Having developed this list to clarify your real property needs, use it as the basis of a discussion with your local Harcourts property professional. The better they understand your needs, the more options they will be able to provide you with to help achieve your property buying goal.
Be prepared to think a little creatively about your property needs. For example if you won’t need that extra bedroom for a couple of years yet, consider a property where you will have the space and finances to add that room later.
When deciding whether to enter the investment arena, you first must decide upon your goals: do you want to maximise your capital gain, your rental income or both? What is your budget? This last point is perhaps the most important. While capital growth and rental yields will significantly influence your decision, making sure you can afford your investment is paramount.
There are five top tips for finding the perfect investment property that everyone should take under consideration.
1) When purchasing an investment property, the decision should be emotionless, focusing only on the return and growth potential.
2) Never buy above the average price in the selected suburb. There is guaranteed to be more scope for capital growth when you buy below the average price.
3) Always buy properties in top condition. Unless you are skilled with a hammer and have plenty of spare time, this will maximise your investment.
4) If possible, buy new or near new to ensure maximum depreciation claims and to avoid maintenance issues in the first few years.
5) Find a good real estate agent and maintain regular contact with them – use their significant experience in the industry to your advantage, rather than blindly conducting internet searches and attending copious open homes.
These five tips give you an idea as to the mindset you should be in, and first actions you should take when beginning your search. Now combine this mentality with looking at eager vendor situations (e.g. divorce settlement, buyer has bought elsewhere, deceased estate), growth fundamentals and long listings and you will ‘strike gold’ with a bargain.

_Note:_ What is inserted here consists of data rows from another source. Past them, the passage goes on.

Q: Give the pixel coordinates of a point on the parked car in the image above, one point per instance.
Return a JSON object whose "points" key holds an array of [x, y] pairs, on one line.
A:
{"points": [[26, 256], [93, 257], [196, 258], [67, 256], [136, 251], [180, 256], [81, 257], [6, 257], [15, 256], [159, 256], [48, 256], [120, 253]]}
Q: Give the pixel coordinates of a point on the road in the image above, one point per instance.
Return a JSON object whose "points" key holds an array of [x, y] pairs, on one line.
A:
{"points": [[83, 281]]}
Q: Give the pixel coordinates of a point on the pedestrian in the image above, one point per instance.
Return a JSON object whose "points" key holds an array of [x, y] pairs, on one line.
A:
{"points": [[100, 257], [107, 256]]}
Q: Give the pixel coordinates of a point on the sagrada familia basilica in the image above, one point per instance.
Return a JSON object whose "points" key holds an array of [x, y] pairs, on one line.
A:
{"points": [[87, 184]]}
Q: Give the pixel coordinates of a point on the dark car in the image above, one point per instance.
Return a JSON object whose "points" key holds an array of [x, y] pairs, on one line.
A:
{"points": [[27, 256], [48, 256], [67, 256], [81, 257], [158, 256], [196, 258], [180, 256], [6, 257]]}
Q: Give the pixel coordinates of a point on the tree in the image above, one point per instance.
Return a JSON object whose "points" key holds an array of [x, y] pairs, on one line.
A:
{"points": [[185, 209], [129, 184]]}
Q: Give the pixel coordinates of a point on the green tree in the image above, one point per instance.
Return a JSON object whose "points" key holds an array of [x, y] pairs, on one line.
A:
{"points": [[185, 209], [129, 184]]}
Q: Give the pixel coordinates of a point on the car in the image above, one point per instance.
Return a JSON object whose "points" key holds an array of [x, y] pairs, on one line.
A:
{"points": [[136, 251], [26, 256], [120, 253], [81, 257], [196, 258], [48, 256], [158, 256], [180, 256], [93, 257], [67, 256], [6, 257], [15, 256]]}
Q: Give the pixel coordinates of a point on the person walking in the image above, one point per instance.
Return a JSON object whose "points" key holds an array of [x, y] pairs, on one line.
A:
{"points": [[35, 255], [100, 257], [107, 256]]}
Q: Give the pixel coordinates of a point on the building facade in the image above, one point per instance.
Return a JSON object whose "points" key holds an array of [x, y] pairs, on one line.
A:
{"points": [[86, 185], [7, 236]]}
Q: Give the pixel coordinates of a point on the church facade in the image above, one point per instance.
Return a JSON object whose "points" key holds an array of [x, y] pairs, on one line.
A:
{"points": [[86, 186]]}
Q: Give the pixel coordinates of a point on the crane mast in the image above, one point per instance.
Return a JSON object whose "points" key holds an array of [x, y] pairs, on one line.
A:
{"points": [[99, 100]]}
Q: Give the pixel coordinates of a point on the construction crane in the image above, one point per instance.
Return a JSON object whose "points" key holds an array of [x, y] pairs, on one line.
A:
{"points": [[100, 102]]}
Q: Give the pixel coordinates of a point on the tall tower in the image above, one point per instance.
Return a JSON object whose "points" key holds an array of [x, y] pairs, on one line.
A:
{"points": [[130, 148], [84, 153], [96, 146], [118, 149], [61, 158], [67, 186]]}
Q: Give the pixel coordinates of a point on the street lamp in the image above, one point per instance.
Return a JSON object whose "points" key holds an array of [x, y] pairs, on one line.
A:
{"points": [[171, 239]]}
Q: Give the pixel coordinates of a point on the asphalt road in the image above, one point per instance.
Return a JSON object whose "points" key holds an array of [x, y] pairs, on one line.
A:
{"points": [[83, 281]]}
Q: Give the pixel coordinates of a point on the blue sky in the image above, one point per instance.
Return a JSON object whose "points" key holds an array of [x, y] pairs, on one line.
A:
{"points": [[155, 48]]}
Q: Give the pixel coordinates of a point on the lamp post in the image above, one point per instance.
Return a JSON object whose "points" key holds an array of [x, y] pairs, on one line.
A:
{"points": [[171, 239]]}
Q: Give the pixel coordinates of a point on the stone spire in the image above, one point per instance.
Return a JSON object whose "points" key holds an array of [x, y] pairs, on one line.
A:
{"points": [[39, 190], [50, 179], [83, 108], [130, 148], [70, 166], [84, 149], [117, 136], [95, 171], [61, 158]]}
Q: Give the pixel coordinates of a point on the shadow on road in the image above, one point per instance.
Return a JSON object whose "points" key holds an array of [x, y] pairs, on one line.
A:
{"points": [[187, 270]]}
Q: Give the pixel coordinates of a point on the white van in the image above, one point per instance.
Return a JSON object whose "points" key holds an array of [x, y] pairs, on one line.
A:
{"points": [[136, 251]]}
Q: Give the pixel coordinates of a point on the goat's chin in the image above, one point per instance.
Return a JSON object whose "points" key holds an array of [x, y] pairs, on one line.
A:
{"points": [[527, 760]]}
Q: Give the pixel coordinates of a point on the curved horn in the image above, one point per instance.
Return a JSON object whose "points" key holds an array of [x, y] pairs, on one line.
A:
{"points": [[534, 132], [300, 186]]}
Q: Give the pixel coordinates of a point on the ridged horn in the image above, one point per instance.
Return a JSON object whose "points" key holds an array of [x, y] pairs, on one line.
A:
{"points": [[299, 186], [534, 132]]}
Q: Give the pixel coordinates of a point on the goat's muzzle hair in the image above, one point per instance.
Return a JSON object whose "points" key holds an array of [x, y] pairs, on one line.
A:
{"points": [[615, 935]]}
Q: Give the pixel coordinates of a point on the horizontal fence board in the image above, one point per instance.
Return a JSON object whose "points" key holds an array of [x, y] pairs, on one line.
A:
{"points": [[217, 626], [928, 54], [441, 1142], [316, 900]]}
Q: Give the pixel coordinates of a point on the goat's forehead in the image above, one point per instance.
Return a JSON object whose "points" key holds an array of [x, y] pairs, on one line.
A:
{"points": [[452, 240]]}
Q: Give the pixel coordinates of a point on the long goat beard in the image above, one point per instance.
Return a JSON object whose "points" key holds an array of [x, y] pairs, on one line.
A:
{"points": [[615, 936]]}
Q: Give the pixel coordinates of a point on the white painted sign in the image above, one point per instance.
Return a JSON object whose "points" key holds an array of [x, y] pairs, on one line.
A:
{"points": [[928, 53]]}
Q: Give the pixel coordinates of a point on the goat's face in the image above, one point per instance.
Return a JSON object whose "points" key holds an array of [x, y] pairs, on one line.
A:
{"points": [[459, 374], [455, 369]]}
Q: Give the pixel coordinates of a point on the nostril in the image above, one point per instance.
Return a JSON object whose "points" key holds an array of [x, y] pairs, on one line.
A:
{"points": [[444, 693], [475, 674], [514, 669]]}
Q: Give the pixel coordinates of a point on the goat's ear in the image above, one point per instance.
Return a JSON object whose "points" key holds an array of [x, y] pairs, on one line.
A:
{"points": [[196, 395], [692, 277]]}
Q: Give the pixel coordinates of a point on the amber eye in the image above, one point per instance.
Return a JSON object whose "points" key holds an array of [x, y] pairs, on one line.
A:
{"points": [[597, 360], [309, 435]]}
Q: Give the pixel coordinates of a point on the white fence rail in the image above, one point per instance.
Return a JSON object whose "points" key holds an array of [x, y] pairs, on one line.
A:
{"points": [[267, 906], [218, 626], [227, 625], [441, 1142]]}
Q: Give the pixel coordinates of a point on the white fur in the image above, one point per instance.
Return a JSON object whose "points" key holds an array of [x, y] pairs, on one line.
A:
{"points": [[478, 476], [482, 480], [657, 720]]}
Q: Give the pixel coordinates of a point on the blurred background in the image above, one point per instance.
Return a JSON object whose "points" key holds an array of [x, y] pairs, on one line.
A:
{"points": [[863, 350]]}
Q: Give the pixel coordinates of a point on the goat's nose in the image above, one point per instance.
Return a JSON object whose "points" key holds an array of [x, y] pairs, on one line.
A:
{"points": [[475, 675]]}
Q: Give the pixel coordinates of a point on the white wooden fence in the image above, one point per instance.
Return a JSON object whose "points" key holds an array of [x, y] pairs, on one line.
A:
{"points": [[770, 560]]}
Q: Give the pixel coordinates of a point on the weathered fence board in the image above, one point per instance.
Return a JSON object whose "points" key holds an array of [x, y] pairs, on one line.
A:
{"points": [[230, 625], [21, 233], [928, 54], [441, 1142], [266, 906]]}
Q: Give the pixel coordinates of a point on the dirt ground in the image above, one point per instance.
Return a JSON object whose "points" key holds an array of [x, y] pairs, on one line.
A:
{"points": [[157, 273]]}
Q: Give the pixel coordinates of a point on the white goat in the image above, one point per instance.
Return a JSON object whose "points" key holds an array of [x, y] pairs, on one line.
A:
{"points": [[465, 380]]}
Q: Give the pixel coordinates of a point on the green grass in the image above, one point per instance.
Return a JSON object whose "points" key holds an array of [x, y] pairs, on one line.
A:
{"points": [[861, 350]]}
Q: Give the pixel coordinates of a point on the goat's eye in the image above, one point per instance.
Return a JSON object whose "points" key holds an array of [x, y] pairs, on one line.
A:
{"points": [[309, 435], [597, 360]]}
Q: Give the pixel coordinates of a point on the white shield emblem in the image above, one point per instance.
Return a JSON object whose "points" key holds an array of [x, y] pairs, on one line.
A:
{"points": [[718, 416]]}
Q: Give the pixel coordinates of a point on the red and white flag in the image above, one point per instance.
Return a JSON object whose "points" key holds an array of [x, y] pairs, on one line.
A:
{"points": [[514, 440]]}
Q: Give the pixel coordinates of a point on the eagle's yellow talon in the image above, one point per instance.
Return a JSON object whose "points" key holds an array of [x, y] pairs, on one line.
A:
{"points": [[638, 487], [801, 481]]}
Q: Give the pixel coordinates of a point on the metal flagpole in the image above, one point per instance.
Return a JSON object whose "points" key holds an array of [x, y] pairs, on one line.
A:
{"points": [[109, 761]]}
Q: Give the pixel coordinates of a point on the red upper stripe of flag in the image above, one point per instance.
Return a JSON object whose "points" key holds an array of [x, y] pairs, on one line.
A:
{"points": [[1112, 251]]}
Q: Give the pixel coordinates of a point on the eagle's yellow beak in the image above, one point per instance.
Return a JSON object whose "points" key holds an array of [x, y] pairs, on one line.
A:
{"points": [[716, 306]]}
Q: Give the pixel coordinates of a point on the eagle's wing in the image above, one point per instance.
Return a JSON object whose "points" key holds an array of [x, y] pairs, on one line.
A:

There are of course no guarantees with property, but you make your own luck. Happy hunting!
Purchasing a property at auction can be an incredibly stressful process for many. With all of the action and excitement on auction day, many bidders end up exceeding their budget and can often end up paying too much for a property.
In order to avoid common pitfalls, consider these simple tips.
• Work out what the property is worth and what you’re prepared to pay for it.
• Once you have determined what the property is worth and what your budget is, select a maximum bid amount and stick to it at all costs.
• Before you buy at auction, learn the auction process - go to several auctions as an observer, watch the auctioneer, watch the bidders and understand how the process works.
• Prior to auction day, inspect the property - complete building and pest inspections, title searches, property valuations and conduct your own research on the property and the suburb.
• Before the auction, ensure that your finances are arranged and that you have the deposit funds available if your bid is accepted.
• When bidding, keep upping your current bid by the smallest increment allowed until either the competition drops out or until you reach your limit. If the auction finishes before you reach your limit, you secure the property at the lowest possible price for you.
• If you are overly nervous or not confident, consider asking a friend or family member to do the bidding for you. Alternatively, consider hiring a buyer’s agent to handle the bidding on your behalf.